Python script to export any kind of recipes into SQL?

Options
Pizarro75
Pizarro75 Partner, Registered Posts: 7 Partner

I am in charge to migrate a whole Dataiku project to GCP BigQuery.

In my Dataiku project, I have around 90 input tables and 3 output tables, between those tables, around 500 different jobs (mostly JOIN, GROUP BY) and a single Python job.
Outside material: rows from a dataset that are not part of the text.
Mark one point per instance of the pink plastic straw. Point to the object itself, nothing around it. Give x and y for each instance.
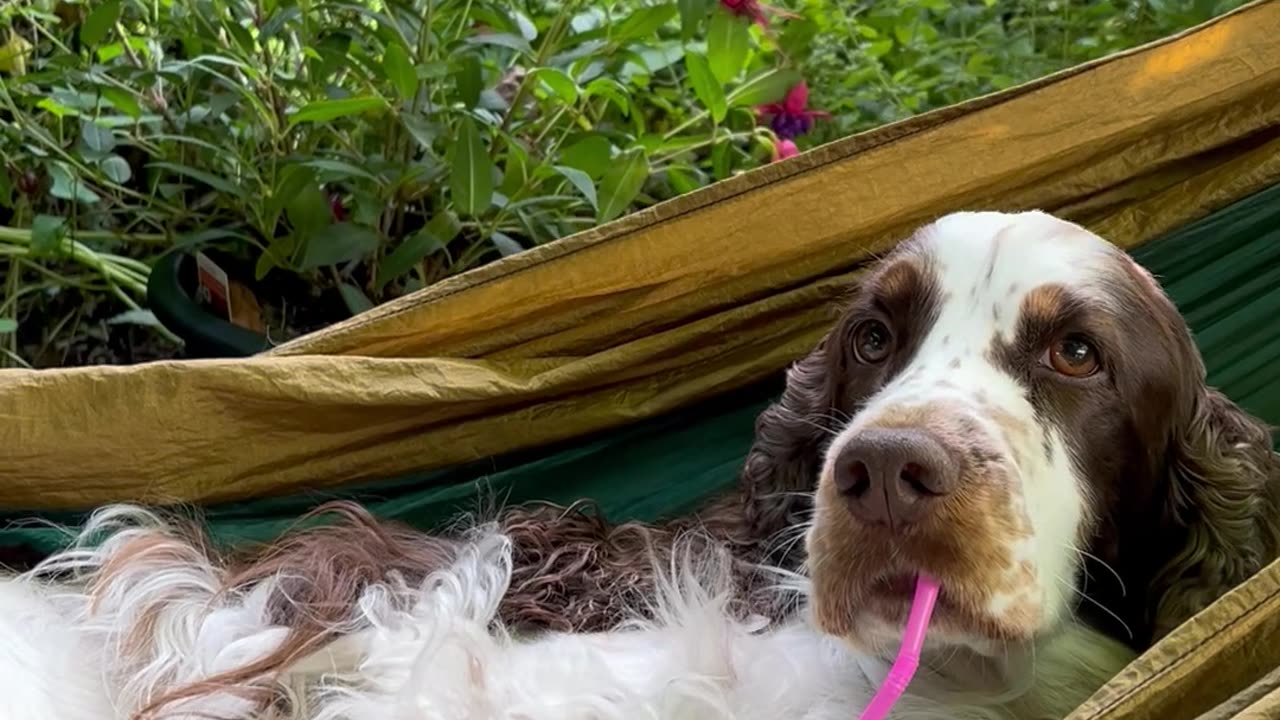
(909, 655)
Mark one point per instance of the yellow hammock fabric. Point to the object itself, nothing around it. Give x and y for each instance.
(684, 301)
(1223, 664)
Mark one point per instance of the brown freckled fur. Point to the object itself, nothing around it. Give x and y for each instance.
(1185, 450)
(324, 570)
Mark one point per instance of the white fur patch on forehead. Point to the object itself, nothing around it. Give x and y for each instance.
(988, 261)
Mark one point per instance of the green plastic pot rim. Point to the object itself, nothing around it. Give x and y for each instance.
(204, 333)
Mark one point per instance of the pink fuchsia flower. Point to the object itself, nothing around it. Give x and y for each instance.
(753, 9)
(337, 209)
(792, 117)
(785, 149)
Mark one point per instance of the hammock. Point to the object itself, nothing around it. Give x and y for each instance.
(627, 363)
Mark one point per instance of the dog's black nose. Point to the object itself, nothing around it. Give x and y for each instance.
(894, 477)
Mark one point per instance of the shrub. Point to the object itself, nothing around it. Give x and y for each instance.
(348, 151)
(368, 147)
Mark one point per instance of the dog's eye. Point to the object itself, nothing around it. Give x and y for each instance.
(872, 342)
(1074, 356)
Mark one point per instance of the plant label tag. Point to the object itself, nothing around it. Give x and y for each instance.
(213, 287)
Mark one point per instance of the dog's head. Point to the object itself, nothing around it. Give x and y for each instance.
(1013, 405)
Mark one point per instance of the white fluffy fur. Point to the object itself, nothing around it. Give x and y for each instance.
(435, 652)
(442, 657)
(76, 648)
(141, 614)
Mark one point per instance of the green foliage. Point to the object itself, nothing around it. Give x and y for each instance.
(876, 62)
(328, 139)
(370, 147)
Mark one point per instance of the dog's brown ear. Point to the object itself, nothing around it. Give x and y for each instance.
(784, 463)
(1224, 502)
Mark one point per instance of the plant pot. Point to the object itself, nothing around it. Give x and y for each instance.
(172, 296)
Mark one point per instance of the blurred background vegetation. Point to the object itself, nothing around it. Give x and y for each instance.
(337, 154)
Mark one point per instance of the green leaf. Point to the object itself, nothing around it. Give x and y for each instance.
(469, 80)
(307, 212)
(515, 168)
(644, 23)
(56, 108)
(355, 299)
(46, 235)
(611, 90)
(528, 30)
(681, 181)
(278, 255)
(880, 48)
(100, 22)
(339, 169)
(213, 181)
(123, 101)
(400, 71)
(506, 245)
(471, 180)
(503, 40)
(117, 169)
(337, 244)
(705, 86)
(560, 83)
(766, 87)
(622, 183)
(140, 317)
(438, 233)
(727, 44)
(327, 110)
(68, 186)
(289, 182)
(421, 130)
(96, 137)
(691, 14)
(798, 37)
(593, 155)
(581, 181)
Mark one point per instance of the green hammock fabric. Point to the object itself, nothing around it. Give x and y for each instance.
(1224, 273)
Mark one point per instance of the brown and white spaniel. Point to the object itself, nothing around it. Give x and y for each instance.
(1008, 404)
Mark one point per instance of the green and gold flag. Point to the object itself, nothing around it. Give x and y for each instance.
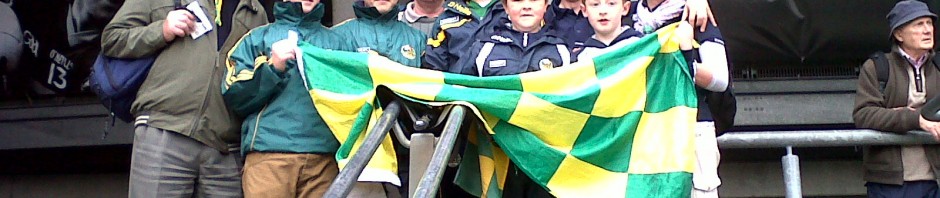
(620, 125)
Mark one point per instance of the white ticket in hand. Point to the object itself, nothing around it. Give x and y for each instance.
(202, 23)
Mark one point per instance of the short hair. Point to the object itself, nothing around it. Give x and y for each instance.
(584, 2)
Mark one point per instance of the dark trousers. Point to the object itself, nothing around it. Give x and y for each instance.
(910, 189)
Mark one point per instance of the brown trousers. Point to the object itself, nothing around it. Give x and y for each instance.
(288, 174)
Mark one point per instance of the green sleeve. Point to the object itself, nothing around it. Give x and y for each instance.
(250, 81)
(132, 33)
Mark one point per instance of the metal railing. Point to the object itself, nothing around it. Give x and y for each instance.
(347, 177)
(426, 169)
(816, 138)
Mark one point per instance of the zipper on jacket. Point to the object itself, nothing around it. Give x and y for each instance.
(254, 134)
(205, 100)
(918, 78)
(525, 40)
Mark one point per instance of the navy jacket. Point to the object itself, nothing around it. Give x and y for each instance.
(506, 52)
(572, 27)
(455, 33)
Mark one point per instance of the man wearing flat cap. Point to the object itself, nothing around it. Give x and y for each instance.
(893, 106)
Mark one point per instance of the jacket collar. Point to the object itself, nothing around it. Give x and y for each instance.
(372, 14)
(626, 34)
(293, 13)
(252, 5)
(459, 7)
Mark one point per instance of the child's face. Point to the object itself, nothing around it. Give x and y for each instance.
(526, 15)
(605, 15)
(308, 5)
(384, 6)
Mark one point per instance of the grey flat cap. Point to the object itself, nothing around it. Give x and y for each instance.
(907, 11)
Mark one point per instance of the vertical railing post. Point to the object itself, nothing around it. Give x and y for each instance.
(791, 174)
(431, 180)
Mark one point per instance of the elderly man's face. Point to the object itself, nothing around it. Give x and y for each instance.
(916, 35)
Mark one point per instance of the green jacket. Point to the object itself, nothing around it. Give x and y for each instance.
(280, 113)
(384, 34)
(181, 93)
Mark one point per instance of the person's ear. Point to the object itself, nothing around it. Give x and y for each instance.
(897, 36)
(626, 7)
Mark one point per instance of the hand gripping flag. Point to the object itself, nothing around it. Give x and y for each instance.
(619, 125)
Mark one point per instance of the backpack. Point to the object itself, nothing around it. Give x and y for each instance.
(723, 107)
(931, 109)
(883, 70)
(116, 82)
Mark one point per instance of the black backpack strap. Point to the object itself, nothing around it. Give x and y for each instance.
(881, 70)
(936, 60)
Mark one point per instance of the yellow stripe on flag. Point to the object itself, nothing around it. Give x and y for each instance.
(340, 110)
(559, 81)
(624, 91)
(667, 39)
(563, 125)
(664, 142)
(577, 178)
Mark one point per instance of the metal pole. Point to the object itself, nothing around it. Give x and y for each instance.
(347, 177)
(421, 152)
(432, 177)
(821, 138)
(791, 174)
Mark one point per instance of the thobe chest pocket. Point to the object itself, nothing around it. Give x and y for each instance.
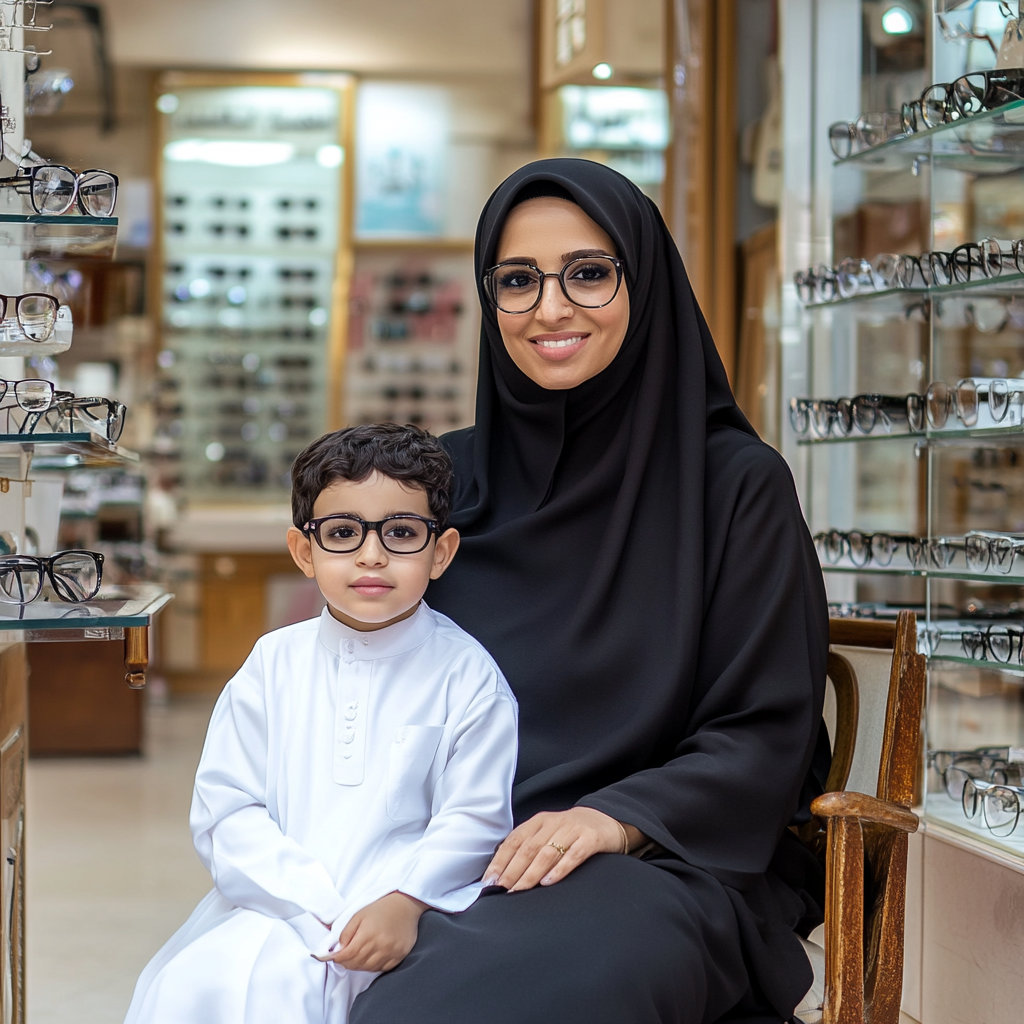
(409, 781)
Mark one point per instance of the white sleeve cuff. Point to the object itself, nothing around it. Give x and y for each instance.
(314, 933)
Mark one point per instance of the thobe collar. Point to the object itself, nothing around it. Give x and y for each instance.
(354, 645)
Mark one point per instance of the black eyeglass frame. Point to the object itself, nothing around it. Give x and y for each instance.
(27, 176)
(44, 566)
(312, 527)
(488, 283)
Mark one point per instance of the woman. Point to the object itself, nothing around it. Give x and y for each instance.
(636, 561)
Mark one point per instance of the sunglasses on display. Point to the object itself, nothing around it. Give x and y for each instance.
(53, 189)
(74, 576)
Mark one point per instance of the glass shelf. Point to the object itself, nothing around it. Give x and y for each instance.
(102, 619)
(1017, 581)
(36, 237)
(67, 451)
(1013, 669)
(993, 137)
(858, 438)
(895, 300)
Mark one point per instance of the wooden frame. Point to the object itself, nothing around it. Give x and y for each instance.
(866, 837)
(700, 167)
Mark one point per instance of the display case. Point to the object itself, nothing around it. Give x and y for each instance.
(253, 230)
(913, 485)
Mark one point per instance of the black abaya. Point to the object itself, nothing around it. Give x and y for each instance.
(636, 561)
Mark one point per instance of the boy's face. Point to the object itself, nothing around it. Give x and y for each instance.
(371, 588)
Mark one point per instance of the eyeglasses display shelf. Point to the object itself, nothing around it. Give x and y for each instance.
(66, 237)
(918, 201)
(104, 617)
(66, 451)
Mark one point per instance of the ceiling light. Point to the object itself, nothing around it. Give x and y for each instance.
(897, 22)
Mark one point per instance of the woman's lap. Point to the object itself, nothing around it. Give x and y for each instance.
(619, 941)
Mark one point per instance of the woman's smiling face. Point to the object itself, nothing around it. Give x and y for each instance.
(558, 344)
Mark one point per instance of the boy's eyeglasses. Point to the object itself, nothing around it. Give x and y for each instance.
(590, 283)
(53, 189)
(401, 535)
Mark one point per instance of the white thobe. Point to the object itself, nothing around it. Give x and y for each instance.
(339, 766)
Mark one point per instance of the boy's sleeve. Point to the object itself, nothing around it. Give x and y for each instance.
(252, 862)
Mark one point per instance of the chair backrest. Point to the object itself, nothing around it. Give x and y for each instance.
(877, 681)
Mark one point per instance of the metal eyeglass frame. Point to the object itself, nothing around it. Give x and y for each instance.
(488, 282)
(312, 527)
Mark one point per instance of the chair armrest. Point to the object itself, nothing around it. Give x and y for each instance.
(867, 810)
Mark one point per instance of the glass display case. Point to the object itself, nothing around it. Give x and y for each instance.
(252, 228)
(413, 336)
(908, 424)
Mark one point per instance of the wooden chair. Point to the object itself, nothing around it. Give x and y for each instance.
(878, 701)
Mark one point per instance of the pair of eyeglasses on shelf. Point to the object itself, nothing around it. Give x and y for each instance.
(31, 316)
(992, 552)
(955, 768)
(964, 400)
(839, 417)
(863, 549)
(997, 805)
(31, 394)
(995, 642)
(100, 416)
(74, 576)
(939, 103)
(54, 189)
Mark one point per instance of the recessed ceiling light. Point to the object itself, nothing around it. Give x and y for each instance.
(897, 22)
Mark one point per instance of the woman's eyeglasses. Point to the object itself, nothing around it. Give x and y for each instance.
(74, 576)
(53, 189)
(590, 283)
(400, 535)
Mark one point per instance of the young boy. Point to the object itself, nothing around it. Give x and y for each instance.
(357, 770)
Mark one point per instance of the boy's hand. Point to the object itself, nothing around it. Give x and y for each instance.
(381, 935)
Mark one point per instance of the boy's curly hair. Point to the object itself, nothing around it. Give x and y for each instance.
(403, 453)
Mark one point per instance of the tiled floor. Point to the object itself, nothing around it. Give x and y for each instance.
(111, 868)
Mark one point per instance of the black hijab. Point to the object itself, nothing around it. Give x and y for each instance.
(636, 560)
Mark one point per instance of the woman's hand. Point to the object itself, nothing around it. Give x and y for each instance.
(530, 855)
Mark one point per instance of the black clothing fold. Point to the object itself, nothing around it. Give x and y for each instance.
(636, 561)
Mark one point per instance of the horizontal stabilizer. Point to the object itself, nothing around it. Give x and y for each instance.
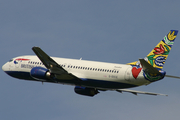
(135, 92)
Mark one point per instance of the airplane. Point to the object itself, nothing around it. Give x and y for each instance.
(90, 77)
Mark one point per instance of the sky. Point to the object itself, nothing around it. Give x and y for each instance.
(109, 31)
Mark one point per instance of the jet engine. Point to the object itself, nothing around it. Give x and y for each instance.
(85, 91)
(40, 73)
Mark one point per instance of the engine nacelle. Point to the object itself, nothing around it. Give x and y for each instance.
(85, 91)
(40, 73)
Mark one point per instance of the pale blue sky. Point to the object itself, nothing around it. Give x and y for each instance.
(110, 31)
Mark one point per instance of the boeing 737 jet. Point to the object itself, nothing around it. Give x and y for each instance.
(90, 77)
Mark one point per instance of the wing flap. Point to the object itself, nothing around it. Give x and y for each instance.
(135, 92)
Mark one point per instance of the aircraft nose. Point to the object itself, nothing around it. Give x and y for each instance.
(5, 67)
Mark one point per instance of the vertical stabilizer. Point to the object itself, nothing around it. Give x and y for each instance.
(159, 54)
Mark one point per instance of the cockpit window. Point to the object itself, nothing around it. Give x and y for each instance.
(11, 60)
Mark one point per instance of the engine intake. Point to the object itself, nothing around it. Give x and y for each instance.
(85, 91)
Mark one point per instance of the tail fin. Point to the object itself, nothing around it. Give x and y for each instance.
(159, 54)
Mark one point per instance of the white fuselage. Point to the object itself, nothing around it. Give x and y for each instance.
(106, 73)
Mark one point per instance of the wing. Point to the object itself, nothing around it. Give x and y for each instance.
(138, 92)
(54, 68)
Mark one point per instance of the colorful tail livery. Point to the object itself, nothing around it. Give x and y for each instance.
(159, 54)
(156, 58)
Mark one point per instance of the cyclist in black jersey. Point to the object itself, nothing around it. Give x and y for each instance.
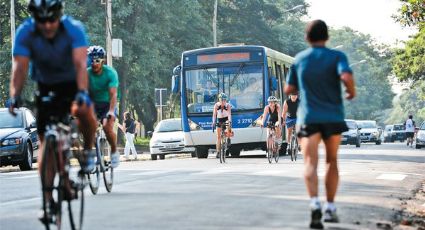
(289, 114)
(274, 112)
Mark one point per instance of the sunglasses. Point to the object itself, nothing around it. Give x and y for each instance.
(97, 61)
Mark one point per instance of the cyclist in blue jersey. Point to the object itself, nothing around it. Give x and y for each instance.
(56, 45)
(103, 81)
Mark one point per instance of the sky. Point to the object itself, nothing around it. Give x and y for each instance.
(366, 16)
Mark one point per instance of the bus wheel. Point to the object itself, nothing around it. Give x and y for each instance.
(201, 152)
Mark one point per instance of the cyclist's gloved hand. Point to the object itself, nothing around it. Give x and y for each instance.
(110, 115)
(12, 103)
(83, 97)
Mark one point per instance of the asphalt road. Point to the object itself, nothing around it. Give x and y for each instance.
(244, 193)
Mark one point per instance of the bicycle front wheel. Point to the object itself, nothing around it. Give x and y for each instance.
(52, 184)
(76, 206)
(105, 156)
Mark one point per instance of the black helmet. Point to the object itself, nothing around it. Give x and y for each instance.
(43, 10)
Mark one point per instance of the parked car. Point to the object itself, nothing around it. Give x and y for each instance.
(352, 136)
(394, 133)
(168, 138)
(420, 136)
(18, 138)
(370, 132)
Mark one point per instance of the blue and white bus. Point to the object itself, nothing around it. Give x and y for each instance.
(247, 74)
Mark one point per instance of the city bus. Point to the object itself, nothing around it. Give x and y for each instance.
(247, 74)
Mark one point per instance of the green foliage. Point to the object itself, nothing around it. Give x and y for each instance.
(373, 88)
(409, 63)
(412, 13)
(411, 102)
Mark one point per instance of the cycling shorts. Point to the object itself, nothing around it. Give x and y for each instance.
(290, 122)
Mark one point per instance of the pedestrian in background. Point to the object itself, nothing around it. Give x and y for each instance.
(410, 130)
(317, 74)
(129, 128)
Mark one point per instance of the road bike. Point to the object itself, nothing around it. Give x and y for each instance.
(224, 142)
(272, 144)
(62, 180)
(293, 146)
(103, 163)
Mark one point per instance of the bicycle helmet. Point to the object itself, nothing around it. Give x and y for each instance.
(272, 98)
(222, 96)
(176, 70)
(43, 10)
(96, 52)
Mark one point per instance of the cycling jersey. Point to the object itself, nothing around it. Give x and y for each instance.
(273, 116)
(292, 108)
(51, 58)
(100, 84)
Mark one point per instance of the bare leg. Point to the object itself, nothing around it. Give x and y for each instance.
(108, 125)
(332, 177)
(310, 146)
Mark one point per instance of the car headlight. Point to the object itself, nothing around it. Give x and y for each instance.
(12, 141)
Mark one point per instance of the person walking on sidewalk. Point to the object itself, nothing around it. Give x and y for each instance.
(129, 128)
(317, 74)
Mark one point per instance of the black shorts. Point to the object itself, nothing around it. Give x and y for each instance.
(410, 134)
(222, 122)
(326, 129)
(101, 109)
(59, 108)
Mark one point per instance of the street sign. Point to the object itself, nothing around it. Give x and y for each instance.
(160, 97)
(117, 48)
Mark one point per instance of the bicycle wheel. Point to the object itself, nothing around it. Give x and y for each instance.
(223, 149)
(296, 149)
(269, 151)
(292, 147)
(76, 206)
(276, 153)
(53, 188)
(105, 156)
(94, 177)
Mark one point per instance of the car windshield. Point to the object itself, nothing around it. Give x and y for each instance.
(169, 126)
(367, 124)
(399, 127)
(351, 124)
(9, 121)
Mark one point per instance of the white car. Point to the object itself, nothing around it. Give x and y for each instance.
(370, 132)
(168, 138)
(420, 136)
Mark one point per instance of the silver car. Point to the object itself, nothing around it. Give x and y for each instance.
(420, 136)
(168, 138)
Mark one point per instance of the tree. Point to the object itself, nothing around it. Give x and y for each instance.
(373, 88)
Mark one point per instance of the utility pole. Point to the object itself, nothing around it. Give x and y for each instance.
(12, 22)
(109, 32)
(215, 22)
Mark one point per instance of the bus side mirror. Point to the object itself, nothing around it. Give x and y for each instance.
(273, 83)
(175, 84)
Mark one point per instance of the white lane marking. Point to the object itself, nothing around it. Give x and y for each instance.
(19, 201)
(391, 176)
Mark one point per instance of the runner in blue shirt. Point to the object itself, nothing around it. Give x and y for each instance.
(56, 45)
(317, 74)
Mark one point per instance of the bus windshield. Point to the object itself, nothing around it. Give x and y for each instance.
(243, 84)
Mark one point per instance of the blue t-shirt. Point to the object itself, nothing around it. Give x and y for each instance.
(316, 73)
(51, 59)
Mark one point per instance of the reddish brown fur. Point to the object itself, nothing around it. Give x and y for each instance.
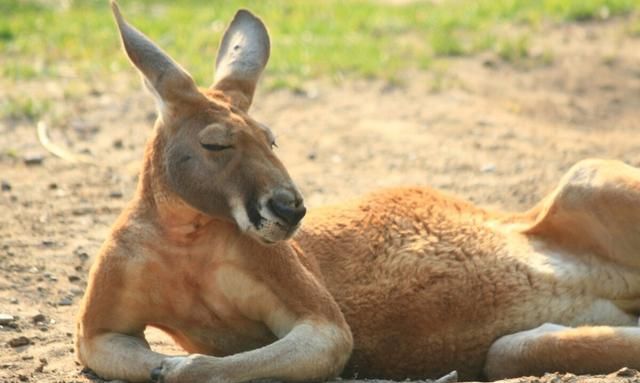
(404, 283)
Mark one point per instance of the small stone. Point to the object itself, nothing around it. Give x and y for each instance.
(33, 159)
(488, 168)
(115, 194)
(65, 302)
(19, 341)
(626, 372)
(73, 278)
(5, 319)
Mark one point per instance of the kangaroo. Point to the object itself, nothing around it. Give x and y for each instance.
(402, 283)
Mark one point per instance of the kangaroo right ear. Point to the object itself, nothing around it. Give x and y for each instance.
(242, 56)
(166, 79)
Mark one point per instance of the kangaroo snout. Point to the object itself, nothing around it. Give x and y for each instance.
(288, 206)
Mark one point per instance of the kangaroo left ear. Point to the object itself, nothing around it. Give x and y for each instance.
(242, 56)
(167, 80)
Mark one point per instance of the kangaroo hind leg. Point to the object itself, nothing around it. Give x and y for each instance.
(554, 348)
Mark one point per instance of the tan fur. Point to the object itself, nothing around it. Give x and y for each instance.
(403, 283)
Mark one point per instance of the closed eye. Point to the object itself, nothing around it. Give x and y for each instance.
(216, 147)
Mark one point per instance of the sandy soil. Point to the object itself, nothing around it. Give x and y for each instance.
(498, 134)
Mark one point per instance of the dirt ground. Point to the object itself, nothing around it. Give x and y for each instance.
(495, 133)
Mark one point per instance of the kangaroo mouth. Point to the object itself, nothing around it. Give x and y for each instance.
(256, 220)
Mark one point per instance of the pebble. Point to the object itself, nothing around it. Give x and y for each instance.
(115, 194)
(5, 319)
(488, 168)
(626, 372)
(73, 278)
(33, 159)
(65, 302)
(19, 341)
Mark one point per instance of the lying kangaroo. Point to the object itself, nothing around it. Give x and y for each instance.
(404, 283)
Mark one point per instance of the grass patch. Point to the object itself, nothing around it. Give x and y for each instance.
(335, 38)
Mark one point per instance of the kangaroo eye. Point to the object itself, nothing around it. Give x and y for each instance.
(216, 147)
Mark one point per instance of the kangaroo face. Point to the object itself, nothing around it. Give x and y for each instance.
(215, 157)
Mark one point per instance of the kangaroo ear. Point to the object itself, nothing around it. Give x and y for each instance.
(168, 81)
(243, 54)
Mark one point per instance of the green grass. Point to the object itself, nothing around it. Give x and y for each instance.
(40, 38)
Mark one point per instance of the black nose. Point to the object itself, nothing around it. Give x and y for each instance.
(288, 206)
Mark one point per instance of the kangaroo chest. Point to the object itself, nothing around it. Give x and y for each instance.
(190, 307)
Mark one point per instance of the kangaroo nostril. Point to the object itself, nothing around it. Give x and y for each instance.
(288, 207)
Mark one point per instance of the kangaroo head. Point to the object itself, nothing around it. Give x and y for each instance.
(214, 157)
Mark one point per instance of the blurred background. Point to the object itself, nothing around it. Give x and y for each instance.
(491, 100)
Screenshot 2021-11-26 at 18.14.45.png

To export my whole project, I opened a ticket on the support to know if there is currently an easy way to export my whole project into SQL. They told me it is depending of my recipy type, it is possible if recipe['type'] = 'sql_query'.
However, If I list job types of my recipes there are mostly: shaker, grouping, join. I do not have any custom SQL.
I guess it is possible to export every type of recipes with a Python script, does anyone ever done this?
client = dataiku.api_client()
project = client.get_project('MDMPLANIF')
recipes = project.list_recipes()
for recipe in recipes:
if recipe['type'] != 'sql_query': # only consider SQL query recipes
print(recipe['type'])
continue
item = project.get_recipe(recipe["name"])
settings = item.get_settings()
sql = settings.data["payload"]
pprint.pprint(sql)

Answers

  • Keiji
    Keiji Dataiker, Dataiku DSS Core Designer, Dataiku DSS ML Practitioner, Dataiku DSS Adv Designer, Registered Posts: 52 Dataiker
    edited July 17
    Options

    Hello @Pizarro75
    ,

    Thank you so much for posting the question on Community.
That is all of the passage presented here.